The Las Vegas Convention and Visitors Authority voted 11-0 Tuesday to oppose a trademark application by an Illinois woman who wants to sell shirts at the Kentucky Derby.

The shirts, which would read "What happens at Derby stays at Derby," are too close for the comfort of tourism boosters who zealously guard the popular, and protected, "What happens here, stays here" slogan.

But the most recent dispute prompted discussion among tourism officials, who are fighting at least six similar battles over the slogan, about whether some trademark protection victories are worth the cost of the fight.

"This is not going to be the last of these," said Oscar Goodman, mayor of Las Vegas and chairman of the convention authority's board of directors, of the Derby application. "If it doesn't hurt us, I'm not sure we want to spend the money to stop it."

Legal wrangling over trademarked Las Vegas phrases in the six cases, including one in which the authority is a defendant, have cost $732,123 to date.

At issue Tuesday was a May 2006 application by Michaelle Latas-Wisniewski of Chicago to the U.S. Patent and Trademark Office. The application seeks to trademark the phrase "What happens at Derby Stays at Derby!" for use on hats, T-shirts and novelty buttons, according to a filing by Latas-Wisniewski.

Neither Latas-Wisniewski nor the attorney listed on the application returned a call for comment.

Luke Puschnig, the visitors authority's legal counsel, said the Derby phrase infringes on the tourism group's trademarked phrase, which is attributed with helping to make Las Vegas one of country's the most recognized brands.

"We believe it will create confusion in the marketplace," Puschnig told the authority board.

The Las Vegas phrase made its debut in 2002 and since then more than $131 million has been spent marketing it as a catchy slogan to attract visitors to Southern Nevada, where tourism is a nearly $40 billion annual industry.

But protecting the phrases hasn't been cheap.

A dispute with a California woman, scheduled to go before a judge in Reno April 18, has already cost the authority $623,283.

Last year a judge stopped the woman, Dorothy Tovar of Placerville, Calif., in her attempt to use the phrase "What happens in Vegas, stays in Vegas," on souvenir clothing, including underwear.

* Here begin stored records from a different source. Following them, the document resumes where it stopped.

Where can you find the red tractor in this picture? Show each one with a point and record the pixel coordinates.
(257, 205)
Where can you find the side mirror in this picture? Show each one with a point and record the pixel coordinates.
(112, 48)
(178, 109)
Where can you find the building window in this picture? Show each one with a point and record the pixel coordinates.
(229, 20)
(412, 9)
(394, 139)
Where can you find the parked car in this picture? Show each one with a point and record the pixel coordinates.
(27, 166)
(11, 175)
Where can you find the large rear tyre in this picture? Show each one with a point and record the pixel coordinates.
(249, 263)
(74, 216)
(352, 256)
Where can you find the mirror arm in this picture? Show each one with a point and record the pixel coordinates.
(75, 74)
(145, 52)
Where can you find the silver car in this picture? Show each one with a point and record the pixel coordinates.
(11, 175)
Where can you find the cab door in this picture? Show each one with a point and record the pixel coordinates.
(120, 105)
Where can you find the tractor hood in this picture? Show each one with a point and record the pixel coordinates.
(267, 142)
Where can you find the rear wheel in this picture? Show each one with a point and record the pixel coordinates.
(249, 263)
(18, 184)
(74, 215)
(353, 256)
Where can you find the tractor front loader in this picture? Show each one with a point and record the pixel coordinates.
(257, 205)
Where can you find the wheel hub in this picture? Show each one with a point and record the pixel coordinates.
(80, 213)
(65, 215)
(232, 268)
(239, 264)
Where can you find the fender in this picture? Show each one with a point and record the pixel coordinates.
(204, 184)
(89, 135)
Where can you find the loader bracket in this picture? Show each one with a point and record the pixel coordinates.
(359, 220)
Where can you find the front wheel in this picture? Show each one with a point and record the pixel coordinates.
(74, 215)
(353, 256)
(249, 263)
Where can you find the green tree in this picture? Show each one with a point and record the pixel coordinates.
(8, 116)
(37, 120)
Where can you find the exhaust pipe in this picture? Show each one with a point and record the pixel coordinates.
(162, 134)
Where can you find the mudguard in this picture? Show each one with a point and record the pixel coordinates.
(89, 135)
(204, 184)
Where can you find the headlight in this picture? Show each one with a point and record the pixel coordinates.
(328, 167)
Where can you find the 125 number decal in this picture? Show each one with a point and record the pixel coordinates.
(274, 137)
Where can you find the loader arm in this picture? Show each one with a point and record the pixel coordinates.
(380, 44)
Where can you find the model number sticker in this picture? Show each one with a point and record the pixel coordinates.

"I don't want to be monitoring underwear for the next several years," Goodman said.

The court date next week in Reno is regarding whether Tovar will owe the authority damages over the dispute. The cost of the legal fight rankled authority members who took umbrage with Tovar's use of the phrase and the costly battle.

"Put to a vote, I wouldn't give her a cent," Goodman said.

In another recent dispute, the authority voted to challenge a trademark application by a software company seeking to use the phrase "Only in Vegas," for a video game. The authority argued the video game title would infringe on its trademarked phrase, "Only Vegas."

Puschnig said ignoring trademark applications, even if they seem benign, could be dangerous.

That's because inaction in one case could be used against the authority in future cases, which could dilute the value of trademarked phrase, Puschnig said.

"If we don't fight this one, our argument to dispute dilution may be compromised," he said.